Abstract

There is a renewed interest in teaching psychotherapy in psychiatry training programs in the context of the current accreditation standards for developing competency in psychotherapy. However, meeting the standards requires adequate faculty, expertise, motivation, and patient population to support a substantive didactic and experiential base for residents to develop phase-appropriate competence. Psychoanalysts are in a position to provide capable instruction and supervision in psychodynamic as well as supportive psychotherapy, but they are not evenly distributed in the United States. The psychoanalyst authors investigated the experience of psychiatry residency training programs in eastern Massachusetts and northeast Ohio with regard to their current practice in psychotherapy training in general and psychodynamic psychotherapy in particular. They asked about the time given to formal teaching, therapy experience and supervision, the composition of the faculty, and the presence of psychoanalysts as teachers or supervisors.

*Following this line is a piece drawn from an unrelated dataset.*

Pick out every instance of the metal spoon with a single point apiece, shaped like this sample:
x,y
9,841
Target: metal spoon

Personal interviews to clarify aims, attitudes, and needs supplemented responses to the questionnaire. This article describes these findings and the opportunities and challenges that are evident in the current environment of psychiatric training. We found that most programs made substantial efforts to teach psychodynamic and cognitive-behavioral therapies, but that supportive therapy received less focused attention. The involvement of psychoanalysts in teaching was generally welcomed in this sample, but was dependent on their availability in the community.